Malgré les mesures de prévention, les débris spatiaux qui gravitent autour de la Terre sont de plus en plus nombreux. Et aujourd’hui, il est urgent d’agir. Les spécialistes du domaine se sont donc réunis sous l’impulsion du CNES à Paris, le 22 juin dernier, pour trouver des solutions.

De la prévention au nettoyage


15 000 objets de plus de 10 cm et 300 000 compris entre 1 et 10 cm circulent actuellement autour de la Terre. Crédits : ESA.

15 000 objets de plus de 10 cm et 300 000 compris entre 1 et 10 cm circulent actuellement autour de la Terre. Crédits : ESA.

« Même si l’on arrêtait les lancements, le nombre de débris en orbite continuerait à augmenter à cause des collisions, affirme Christophe Bonnal, expert sénior à la Direction des lanceurs du CNES.

L’ingénieur Don Kessler de la NASA avait prédit ce phénomène de cascade collisionnelle en 1991 et aujourd’hui, ça se vérifie.
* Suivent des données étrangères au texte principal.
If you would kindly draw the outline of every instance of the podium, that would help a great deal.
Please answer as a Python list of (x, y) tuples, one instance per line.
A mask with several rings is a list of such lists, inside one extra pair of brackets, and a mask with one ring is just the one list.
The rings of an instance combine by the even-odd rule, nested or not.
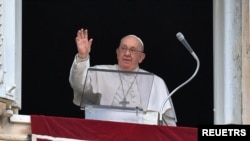
[(88, 141), (197, 141), (198, 129), (31, 115), (32, 138)]

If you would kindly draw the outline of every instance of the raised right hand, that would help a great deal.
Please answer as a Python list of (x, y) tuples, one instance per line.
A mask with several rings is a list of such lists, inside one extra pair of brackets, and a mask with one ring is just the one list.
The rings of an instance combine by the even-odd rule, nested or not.
[(75, 42), (78, 50), (78, 57), (81, 59), (86, 58), (91, 51), (93, 42), (92, 38), (88, 39), (88, 30), (83, 28), (78, 30)]

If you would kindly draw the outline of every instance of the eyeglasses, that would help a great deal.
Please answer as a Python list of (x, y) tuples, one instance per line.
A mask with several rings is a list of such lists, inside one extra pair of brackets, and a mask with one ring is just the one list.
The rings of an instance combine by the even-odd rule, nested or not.
[(127, 50), (131, 53), (131, 54), (135, 54), (135, 53), (141, 53), (142, 51), (137, 50), (136, 48), (126, 48), (126, 47), (120, 47), (119, 48), (122, 52), (127, 52)]

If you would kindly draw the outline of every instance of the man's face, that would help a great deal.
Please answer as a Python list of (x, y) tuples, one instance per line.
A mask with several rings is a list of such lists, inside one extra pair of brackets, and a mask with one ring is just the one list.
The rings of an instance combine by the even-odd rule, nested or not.
[(118, 65), (122, 70), (133, 71), (145, 58), (141, 43), (133, 36), (127, 36), (116, 49)]

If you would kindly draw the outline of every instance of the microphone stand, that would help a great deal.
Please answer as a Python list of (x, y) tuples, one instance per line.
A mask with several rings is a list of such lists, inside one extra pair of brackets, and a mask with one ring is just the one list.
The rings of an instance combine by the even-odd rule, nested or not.
[(193, 75), (188, 79), (186, 80), (184, 83), (182, 83), (180, 86), (178, 86), (177, 88), (175, 88), (164, 100), (162, 106), (161, 106), (161, 111), (160, 111), (160, 117), (159, 117), (159, 125), (163, 125), (163, 120), (162, 120), (162, 115), (164, 114), (164, 111), (166, 109), (163, 109), (165, 104), (167, 103), (167, 101), (169, 100), (169, 98), (177, 91), (179, 90), (181, 87), (183, 87), (184, 85), (186, 85), (188, 82), (190, 82), (194, 77), (195, 75), (197, 74), (199, 68), (200, 68), (200, 61), (199, 61), (199, 58), (198, 56), (192, 51), (191, 52), (192, 56), (194, 57), (194, 59), (196, 60), (197, 62), (197, 66), (196, 66), (196, 69), (195, 69), (195, 72), (193, 73)]

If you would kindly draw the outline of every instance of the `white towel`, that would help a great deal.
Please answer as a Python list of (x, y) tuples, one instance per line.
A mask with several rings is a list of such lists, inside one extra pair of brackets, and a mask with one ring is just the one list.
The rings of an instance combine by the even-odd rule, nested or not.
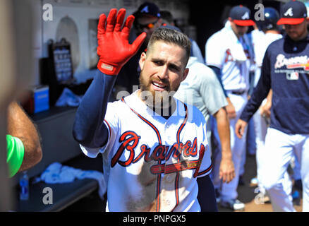
[(63, 166), (59, 162), (54, 162), (42, 173), (40, 177), (36, 178), (35, 182), (43, 181), (47, 184), (64, 184), (73, 182), (75, 178), (96, 179), (99, 184), (99, 196), (104, 200), (104, 195), (107, 192), (107, 184), (103, 174), (98, 171), (82, 170)]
Il faut donc réagir, aller retirer des objets ! »

Pas moins de 15 000 objets de plus de 10 cm et de 300 000 objets compris entre 1 et 10 cm circulent actuellement autour de la Terre.

Avec une concentration maximum entre 700 et 1 000 km d’altitude.

Leur origine ? Essentiellement des restes de lanceurs ou de satellites hors services.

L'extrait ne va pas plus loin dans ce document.